Can I ask quick, is there a specific part that you've worked on?

Irene

Yeah, so in one of the work packages, we were looking at sustainable by design approaches specifically for active pharmaceutical ingredients and have developed some very detailed concepts on how one might go about persuading a pharmaceutical company to consider environmental properties for active pharmaceutical ingredients in development right from the get-go of the research effort. And that was really, really good fun. I was able to apply certain things that I'd learned in the pesticide world, uh, but rethink about them for the context of a pharmaceutical active ingredient.

Chris

Oh, very nice. Now I look forward to seeing all that work as it comes together. If you had to give yourself or somebody else starting out in their career today one piece of advice, what would it be?

Irene

Oh, sector hop is my advice.
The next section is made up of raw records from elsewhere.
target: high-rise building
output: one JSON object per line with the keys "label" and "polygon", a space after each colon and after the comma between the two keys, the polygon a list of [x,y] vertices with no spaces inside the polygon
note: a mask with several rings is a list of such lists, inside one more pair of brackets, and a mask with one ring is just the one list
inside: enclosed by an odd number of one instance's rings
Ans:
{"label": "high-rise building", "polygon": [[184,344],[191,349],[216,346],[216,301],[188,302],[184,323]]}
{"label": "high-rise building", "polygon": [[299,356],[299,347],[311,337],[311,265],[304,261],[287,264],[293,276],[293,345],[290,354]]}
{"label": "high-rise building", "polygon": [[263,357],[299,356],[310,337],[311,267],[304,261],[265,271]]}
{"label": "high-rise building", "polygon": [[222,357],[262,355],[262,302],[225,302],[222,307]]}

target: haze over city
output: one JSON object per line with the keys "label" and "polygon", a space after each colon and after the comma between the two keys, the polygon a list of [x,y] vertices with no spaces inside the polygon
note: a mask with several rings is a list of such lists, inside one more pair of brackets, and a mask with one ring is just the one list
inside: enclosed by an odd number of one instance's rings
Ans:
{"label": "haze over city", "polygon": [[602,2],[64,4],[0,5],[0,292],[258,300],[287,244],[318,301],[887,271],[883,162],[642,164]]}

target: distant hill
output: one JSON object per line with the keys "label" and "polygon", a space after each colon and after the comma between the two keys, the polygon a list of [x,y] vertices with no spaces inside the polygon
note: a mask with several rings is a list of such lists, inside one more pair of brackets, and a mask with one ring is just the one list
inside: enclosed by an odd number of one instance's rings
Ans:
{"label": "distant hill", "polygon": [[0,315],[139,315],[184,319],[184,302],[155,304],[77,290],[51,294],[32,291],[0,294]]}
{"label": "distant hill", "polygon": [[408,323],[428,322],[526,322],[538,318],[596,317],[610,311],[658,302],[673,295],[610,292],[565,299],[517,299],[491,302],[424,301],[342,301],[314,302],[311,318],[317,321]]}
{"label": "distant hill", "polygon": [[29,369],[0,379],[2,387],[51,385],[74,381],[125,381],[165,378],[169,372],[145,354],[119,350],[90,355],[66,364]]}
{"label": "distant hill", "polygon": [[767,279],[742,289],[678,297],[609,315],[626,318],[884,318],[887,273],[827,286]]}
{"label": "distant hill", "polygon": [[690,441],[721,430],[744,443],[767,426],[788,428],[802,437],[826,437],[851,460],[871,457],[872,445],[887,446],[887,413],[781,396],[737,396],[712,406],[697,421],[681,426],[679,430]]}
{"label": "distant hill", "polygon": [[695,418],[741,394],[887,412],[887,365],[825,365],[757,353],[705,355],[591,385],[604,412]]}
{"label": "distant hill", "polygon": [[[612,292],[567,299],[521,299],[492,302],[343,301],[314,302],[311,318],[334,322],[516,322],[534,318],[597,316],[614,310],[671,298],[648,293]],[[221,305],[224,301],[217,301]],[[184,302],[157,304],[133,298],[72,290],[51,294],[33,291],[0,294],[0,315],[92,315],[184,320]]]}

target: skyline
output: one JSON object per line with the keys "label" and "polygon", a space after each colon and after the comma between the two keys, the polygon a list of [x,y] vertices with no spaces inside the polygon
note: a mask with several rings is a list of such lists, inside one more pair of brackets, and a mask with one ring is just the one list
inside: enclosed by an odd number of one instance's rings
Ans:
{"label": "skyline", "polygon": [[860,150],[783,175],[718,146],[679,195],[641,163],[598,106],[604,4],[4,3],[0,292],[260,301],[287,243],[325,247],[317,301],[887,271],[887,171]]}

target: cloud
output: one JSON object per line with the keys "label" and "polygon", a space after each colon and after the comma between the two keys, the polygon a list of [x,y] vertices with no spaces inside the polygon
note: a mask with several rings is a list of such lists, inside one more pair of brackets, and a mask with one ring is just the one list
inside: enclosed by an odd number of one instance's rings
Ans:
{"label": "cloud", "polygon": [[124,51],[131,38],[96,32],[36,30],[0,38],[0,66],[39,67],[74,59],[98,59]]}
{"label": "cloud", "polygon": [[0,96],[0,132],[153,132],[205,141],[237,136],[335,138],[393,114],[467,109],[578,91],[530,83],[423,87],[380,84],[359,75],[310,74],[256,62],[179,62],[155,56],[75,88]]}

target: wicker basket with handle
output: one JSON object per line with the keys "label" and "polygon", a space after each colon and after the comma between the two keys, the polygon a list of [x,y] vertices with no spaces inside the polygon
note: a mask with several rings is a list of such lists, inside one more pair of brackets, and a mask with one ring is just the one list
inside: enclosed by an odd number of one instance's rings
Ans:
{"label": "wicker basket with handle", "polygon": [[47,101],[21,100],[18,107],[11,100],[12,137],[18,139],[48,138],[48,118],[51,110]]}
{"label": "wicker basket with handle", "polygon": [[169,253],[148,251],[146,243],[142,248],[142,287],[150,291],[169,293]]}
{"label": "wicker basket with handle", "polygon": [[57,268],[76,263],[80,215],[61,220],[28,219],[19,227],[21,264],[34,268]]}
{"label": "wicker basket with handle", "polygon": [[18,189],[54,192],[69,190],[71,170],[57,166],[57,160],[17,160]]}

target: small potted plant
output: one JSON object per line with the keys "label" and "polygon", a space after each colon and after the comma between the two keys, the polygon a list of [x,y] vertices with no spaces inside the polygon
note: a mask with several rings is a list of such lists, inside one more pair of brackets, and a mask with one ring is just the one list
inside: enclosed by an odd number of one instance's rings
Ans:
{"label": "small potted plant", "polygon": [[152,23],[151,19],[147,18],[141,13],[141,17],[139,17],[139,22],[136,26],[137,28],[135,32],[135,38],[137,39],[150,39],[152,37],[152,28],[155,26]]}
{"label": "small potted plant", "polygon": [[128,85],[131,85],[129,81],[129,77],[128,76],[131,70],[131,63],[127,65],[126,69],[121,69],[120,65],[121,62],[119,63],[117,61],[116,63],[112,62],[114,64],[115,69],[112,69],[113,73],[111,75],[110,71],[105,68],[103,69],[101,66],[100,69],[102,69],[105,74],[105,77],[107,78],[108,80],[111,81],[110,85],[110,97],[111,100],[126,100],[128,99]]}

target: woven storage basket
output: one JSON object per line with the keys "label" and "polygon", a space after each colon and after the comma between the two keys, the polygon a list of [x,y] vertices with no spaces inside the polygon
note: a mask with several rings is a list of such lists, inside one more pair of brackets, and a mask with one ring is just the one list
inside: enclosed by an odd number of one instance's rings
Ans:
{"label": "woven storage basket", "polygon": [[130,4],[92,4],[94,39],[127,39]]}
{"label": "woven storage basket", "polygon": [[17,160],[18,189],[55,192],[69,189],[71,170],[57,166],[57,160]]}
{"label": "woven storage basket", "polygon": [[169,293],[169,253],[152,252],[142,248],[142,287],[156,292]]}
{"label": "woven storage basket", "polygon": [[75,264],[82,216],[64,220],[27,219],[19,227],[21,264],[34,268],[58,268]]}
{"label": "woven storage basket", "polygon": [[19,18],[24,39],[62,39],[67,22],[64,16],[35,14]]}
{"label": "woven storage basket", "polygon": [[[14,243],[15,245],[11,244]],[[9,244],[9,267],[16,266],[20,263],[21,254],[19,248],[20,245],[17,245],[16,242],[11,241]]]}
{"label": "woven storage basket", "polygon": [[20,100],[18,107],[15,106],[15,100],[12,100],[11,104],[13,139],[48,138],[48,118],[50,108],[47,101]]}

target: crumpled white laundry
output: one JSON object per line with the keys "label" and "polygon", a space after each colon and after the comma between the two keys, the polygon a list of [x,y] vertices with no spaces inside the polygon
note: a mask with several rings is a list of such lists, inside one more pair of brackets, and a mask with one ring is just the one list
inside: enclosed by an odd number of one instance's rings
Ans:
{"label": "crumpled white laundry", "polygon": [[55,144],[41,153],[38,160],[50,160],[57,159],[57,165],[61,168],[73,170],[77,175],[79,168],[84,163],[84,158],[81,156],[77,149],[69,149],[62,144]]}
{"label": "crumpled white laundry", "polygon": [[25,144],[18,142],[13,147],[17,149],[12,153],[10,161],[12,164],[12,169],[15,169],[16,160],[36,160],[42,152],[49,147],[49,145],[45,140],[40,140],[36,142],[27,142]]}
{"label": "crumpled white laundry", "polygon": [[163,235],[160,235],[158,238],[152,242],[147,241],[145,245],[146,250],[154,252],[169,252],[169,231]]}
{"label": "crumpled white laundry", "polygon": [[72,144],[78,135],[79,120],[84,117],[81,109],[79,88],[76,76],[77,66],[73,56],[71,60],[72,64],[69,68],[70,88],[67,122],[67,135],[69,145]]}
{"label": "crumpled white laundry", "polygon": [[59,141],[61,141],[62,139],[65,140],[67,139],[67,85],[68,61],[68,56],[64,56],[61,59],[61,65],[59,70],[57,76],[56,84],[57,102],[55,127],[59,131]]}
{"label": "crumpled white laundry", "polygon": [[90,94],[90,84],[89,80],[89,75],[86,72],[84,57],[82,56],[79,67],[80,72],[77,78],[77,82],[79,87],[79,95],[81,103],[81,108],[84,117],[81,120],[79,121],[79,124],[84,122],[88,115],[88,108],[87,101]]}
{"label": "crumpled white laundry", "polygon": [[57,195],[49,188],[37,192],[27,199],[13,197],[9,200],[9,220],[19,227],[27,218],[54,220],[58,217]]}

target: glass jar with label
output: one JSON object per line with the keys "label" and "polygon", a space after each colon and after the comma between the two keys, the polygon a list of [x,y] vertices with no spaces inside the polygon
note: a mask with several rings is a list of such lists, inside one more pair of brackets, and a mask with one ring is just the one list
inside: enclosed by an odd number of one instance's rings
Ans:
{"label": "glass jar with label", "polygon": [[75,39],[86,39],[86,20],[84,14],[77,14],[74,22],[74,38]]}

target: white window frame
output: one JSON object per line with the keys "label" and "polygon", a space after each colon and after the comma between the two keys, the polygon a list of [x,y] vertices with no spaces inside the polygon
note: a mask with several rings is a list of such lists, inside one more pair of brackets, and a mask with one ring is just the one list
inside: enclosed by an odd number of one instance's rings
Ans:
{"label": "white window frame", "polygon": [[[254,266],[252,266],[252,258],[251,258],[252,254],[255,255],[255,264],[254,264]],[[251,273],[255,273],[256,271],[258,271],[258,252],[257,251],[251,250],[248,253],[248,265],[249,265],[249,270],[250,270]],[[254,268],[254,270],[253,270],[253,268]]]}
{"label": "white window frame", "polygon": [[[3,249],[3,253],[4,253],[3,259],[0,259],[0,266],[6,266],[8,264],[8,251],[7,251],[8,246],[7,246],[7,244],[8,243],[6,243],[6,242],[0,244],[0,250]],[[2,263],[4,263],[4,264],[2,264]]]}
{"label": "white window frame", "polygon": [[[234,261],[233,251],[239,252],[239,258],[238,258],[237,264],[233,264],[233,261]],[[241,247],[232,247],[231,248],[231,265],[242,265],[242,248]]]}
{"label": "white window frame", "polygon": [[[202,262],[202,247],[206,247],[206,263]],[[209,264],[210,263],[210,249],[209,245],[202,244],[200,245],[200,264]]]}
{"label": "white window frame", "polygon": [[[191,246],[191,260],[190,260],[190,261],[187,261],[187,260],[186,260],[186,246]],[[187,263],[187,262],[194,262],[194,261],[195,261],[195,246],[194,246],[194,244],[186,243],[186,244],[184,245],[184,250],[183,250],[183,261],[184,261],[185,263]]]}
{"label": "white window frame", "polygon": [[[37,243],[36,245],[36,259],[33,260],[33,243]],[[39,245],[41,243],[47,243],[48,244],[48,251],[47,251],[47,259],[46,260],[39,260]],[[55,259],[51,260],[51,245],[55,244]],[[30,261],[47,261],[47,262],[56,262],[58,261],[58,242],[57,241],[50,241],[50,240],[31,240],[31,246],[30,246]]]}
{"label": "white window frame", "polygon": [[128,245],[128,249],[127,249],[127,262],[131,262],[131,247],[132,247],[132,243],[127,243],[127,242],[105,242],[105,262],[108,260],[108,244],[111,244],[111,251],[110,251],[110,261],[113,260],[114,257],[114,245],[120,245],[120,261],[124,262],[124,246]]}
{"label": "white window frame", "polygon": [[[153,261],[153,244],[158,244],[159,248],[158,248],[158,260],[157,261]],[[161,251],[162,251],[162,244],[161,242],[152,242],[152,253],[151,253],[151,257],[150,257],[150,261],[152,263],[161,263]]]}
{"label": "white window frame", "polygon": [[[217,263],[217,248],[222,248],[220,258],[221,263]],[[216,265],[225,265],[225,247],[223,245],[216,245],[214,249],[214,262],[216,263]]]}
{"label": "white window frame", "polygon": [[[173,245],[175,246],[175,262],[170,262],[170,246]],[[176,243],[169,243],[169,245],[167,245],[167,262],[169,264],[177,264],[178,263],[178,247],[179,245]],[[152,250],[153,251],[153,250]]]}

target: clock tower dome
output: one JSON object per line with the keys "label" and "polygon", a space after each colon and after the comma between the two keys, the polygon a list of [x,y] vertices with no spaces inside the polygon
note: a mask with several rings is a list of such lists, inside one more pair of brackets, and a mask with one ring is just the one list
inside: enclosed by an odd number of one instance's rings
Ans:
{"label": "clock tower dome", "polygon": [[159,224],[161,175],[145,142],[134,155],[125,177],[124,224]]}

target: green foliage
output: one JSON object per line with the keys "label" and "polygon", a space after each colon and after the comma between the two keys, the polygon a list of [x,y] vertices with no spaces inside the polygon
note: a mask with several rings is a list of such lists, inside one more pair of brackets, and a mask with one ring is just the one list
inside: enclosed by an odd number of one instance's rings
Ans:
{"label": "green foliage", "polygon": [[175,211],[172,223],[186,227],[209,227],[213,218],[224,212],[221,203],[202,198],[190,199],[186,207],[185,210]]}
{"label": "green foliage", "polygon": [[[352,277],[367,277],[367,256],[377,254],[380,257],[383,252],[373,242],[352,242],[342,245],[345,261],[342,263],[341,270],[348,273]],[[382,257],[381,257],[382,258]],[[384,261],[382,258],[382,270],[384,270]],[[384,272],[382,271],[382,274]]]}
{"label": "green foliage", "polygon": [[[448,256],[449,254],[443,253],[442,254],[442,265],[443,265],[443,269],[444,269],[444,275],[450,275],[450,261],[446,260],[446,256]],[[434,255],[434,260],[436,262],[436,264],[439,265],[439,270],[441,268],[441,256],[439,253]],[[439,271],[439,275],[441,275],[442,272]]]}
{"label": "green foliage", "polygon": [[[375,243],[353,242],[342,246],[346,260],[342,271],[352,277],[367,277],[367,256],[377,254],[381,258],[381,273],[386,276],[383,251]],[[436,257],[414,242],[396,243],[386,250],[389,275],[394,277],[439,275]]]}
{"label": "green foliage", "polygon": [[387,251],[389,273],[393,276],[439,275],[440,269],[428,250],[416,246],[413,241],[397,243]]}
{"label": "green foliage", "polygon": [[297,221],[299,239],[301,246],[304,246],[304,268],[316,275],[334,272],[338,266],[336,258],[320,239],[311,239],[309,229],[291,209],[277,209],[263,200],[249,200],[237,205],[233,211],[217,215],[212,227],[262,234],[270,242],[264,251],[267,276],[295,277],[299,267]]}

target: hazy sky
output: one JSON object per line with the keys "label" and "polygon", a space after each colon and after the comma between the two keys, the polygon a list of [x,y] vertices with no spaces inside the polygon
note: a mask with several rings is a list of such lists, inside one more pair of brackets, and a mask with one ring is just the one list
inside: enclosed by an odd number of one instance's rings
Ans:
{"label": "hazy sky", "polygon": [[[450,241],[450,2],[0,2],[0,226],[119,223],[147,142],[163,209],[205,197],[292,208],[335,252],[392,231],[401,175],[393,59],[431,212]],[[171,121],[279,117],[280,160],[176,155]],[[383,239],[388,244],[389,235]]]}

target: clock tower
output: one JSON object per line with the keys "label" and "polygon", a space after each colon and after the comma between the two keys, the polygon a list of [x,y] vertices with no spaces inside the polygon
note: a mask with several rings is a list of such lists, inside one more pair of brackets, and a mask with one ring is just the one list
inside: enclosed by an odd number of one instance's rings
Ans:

If you are a young scientist in your first degree or in your PhD and you're wondering what to do with all this learning that you're absorbing while studying, um, I would encourage you to sector hop. People who have worked at a regulatory authority and have then gone back into academia or have come out of academia and gone into a regulatory authority just to see those different angles. If we have young scientists who do this, go on this journey of experience and grow up understanding what it means to be in those respective stakeholder groups. I think that would be amazing in terms of breaking down some of those siloed approaches to thinking or barriers to conversation and joint progress.

Chris

Oh, thank you, Irene. That's a great one. Okay, well, thank you very much. And thank you to everyone who's been listening. Your time's really precious, and so I'm really grateful that you've spent it with us. If you've enjoyed this, please like, comment, subscribe, and spread the word about the Chemical Journeys podcast. Irene, thank you.

Irene

Thank you, Chris. It's for such a joy being here. Thank you.